Всё так же поцелуями успокаивая Вольху, Румпельштильцхен постепенно стянул с неё платье и стал расстёгивать собственную рубаху, оборвав по дороге пару пуговиц — со своей одеждой он не церемонился, тем более, что у него её было куда больше, чем у Вольхи.
Не подарить ли ей новое платье? Сперва попросив, конечно, описать, какое именно она хочет…
— Не торопись так, я никуда не убегу, — Вольха улыбнулась, наблюдая, как пуговки укатываются по постели, и потянулась за новым поцелуем, при этом руками опустила ладони Тёмного себе на живот, сама принимаясь за его одежду. Пальцы быстро, вскользь прошлись по застёжкам и пуговицам, расстёгивая, потом нырнули под рубашку.
Не сказать, чтобы ей нравилось, что её видят обнажённой, но с этих мыслей сбивало то, что действительно приносило удовольствие.
— А кто тебя знает, — Румпельштильцхен окончательно решил не утруждать себя мыслями о лишних препятствиях и применил магию. Теперь он был в чём мать родила (если не считать того, что родился он не златочешуйчатым монстром), а вся его одежда вместе с Вольхиным платьем лежали на ближайшем кресле.
— Вот теперь точно не убежишь, — Вольха очутилась крепко прижатой к телу Румпельштильцхена, и, не будь зелья, он бы не сумел контролировать свои эмоции — за это можно было поручиться, — и проснулась бы рыжая в постели с хромым слабосильным человеком.
Вряд ли бы ей это понравилось.
— Как же теперь быть? — притворно огорчилась девушка, ёрзая под ним, будто пыталась выбраться, только вот на лице её отражалось вовсе не огорчение, и улыбка была скорее хитрой, чем грустной.
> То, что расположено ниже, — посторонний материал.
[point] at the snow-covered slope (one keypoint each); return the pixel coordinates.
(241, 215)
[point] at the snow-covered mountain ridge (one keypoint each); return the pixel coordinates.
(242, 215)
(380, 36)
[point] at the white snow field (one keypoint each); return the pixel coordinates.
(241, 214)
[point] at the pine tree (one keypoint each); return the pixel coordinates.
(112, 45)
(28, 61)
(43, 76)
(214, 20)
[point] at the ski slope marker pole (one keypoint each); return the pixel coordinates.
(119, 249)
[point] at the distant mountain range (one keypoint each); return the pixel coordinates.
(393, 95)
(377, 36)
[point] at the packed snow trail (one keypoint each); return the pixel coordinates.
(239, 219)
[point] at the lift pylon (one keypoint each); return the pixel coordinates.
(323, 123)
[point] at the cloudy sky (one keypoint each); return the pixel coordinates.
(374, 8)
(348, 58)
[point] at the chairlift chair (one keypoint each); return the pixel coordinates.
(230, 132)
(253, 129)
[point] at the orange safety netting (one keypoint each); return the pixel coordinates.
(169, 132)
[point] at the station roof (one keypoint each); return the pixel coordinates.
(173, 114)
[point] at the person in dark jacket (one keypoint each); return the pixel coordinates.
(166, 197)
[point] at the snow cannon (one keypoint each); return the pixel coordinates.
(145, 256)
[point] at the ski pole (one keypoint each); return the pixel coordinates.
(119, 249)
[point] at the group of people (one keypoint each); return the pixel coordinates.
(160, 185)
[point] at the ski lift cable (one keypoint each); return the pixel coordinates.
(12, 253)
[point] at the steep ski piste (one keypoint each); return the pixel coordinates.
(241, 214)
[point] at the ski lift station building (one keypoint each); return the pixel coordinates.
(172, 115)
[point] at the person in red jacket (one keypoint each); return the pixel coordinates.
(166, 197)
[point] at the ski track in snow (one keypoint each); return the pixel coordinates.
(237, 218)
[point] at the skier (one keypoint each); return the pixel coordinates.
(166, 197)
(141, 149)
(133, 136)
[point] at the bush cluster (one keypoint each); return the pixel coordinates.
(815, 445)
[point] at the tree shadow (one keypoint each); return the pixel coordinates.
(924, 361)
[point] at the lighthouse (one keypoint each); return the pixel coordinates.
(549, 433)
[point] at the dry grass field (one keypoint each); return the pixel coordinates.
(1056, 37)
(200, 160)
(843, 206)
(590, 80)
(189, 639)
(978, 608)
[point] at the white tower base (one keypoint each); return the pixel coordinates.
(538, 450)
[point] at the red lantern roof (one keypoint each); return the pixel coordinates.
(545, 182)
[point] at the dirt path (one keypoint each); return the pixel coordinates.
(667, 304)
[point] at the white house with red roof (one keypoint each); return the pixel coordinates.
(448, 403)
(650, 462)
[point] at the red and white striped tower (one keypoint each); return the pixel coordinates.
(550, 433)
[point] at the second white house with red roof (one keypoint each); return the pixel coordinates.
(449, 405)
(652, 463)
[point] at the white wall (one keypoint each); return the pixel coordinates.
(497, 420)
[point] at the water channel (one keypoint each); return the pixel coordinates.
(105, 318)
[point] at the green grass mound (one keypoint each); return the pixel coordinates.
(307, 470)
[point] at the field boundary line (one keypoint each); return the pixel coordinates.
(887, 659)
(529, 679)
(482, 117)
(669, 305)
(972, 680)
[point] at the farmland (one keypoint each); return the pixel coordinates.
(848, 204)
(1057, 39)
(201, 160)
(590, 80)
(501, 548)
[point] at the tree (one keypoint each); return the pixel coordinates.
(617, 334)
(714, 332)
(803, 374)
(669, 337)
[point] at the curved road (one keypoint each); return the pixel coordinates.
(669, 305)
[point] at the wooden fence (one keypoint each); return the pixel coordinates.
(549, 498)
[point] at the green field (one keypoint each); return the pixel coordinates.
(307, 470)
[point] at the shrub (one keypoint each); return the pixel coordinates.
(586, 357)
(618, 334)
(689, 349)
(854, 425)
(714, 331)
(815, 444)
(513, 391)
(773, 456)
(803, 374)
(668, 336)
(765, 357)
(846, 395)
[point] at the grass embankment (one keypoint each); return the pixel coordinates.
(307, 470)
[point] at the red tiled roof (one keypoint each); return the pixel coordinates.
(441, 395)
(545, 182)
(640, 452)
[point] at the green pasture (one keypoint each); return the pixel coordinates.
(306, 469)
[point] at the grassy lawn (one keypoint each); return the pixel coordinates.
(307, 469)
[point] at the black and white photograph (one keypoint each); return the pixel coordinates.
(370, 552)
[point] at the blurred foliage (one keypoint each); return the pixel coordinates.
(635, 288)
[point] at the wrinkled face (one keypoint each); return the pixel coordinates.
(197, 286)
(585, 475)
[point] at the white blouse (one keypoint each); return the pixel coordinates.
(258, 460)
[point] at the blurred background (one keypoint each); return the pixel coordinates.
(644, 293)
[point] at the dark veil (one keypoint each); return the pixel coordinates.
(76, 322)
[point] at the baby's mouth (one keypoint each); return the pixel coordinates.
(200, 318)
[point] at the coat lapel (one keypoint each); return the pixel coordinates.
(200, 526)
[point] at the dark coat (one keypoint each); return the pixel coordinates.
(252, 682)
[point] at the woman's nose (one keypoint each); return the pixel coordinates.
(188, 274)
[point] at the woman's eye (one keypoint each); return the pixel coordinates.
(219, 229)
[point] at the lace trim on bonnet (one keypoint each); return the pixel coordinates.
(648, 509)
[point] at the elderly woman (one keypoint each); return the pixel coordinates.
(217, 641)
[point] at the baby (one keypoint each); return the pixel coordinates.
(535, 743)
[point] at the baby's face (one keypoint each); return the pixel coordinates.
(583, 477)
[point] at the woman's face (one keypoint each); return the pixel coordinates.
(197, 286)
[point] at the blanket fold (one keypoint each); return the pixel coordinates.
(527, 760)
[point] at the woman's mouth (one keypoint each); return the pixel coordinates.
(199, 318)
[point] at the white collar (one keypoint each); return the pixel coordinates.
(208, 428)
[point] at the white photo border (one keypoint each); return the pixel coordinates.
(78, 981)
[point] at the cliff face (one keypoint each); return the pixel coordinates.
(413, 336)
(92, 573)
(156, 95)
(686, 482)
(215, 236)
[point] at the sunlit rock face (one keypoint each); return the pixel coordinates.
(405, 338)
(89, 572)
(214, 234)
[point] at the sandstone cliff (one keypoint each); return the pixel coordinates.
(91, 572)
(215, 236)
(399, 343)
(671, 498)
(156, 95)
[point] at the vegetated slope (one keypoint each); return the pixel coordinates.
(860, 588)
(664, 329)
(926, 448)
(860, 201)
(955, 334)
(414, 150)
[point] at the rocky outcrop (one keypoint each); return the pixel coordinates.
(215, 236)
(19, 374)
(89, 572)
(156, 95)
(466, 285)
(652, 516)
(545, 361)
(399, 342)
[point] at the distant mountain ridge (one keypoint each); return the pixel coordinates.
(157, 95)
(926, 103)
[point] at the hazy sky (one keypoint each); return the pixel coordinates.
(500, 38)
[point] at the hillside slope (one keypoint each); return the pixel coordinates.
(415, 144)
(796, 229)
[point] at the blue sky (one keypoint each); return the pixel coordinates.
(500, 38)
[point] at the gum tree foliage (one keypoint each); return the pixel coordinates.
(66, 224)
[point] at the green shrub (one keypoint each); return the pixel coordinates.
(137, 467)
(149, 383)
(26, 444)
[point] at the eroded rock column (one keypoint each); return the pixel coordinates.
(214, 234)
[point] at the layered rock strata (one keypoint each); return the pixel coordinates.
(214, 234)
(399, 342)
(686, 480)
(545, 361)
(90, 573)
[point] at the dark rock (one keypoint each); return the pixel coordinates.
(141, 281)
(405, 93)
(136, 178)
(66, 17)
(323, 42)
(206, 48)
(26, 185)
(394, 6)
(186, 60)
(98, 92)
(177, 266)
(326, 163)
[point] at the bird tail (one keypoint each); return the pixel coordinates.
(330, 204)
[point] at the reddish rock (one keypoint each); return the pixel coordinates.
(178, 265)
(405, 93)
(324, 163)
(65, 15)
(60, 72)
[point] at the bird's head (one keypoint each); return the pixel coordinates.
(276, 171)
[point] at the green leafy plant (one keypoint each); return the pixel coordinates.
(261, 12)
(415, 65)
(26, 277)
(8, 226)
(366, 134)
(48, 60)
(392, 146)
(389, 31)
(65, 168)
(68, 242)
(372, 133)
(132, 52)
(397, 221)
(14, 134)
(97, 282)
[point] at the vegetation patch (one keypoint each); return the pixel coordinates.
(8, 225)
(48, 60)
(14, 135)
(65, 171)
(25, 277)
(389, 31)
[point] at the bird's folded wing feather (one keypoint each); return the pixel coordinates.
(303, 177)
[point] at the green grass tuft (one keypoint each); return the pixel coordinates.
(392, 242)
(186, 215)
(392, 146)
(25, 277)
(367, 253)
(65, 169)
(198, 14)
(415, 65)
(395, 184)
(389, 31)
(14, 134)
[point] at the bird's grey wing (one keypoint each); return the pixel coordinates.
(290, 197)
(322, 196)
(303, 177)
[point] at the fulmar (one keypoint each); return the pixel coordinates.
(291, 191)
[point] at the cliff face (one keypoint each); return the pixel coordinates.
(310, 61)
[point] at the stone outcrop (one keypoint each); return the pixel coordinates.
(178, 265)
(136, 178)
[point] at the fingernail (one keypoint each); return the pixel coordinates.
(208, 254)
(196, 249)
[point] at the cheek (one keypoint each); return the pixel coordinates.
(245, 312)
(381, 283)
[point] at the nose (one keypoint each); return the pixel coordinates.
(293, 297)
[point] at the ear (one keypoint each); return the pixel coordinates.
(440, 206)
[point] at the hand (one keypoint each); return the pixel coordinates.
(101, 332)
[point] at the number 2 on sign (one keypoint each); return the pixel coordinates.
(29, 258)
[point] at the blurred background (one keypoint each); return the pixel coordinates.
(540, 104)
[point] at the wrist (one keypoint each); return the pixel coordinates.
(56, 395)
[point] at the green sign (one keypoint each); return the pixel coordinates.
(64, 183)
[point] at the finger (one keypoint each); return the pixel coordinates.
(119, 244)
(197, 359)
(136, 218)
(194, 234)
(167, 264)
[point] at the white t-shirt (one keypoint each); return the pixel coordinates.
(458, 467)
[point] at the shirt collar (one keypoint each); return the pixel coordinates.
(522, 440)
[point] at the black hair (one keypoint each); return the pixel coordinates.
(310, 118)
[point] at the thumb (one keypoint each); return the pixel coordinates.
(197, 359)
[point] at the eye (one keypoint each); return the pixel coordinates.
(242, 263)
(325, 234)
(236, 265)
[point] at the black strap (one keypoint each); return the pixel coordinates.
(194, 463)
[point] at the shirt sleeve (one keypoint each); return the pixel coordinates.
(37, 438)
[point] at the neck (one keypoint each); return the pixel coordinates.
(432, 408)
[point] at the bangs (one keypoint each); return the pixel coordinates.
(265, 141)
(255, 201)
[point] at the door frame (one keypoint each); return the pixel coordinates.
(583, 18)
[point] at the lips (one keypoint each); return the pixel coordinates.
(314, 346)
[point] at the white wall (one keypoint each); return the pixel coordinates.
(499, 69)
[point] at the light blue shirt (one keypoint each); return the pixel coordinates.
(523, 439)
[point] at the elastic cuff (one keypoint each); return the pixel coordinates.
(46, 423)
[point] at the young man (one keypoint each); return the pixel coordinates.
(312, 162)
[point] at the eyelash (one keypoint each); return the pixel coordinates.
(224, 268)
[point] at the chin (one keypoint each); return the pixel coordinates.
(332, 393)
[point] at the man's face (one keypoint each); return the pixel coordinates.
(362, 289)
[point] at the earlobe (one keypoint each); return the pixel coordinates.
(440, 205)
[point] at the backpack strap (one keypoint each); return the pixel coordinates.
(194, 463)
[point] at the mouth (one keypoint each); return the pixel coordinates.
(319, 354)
Вольха замерла, приподняла голову (теперь-то и тянуться не нужно было) и коснулась губами мочки его уха, одной рукой играя с волосами мага, другой поглаживая его запястье. — Меня пленили, м?..
Румпельштильцхен ответил ей весьма выразительным взглядом и накрыл её губы своими.
Внизу шторы на обоих окнах с грохотом свалились, словно невидимые гвозди перестали их держать, но ни Румпельштильцхен, ни Вольха этого уже не слышали.
А к утру уже все шторы в замке лежали на полу, и в комнаты впервые за много лет заглянули лучи восходящего солнца.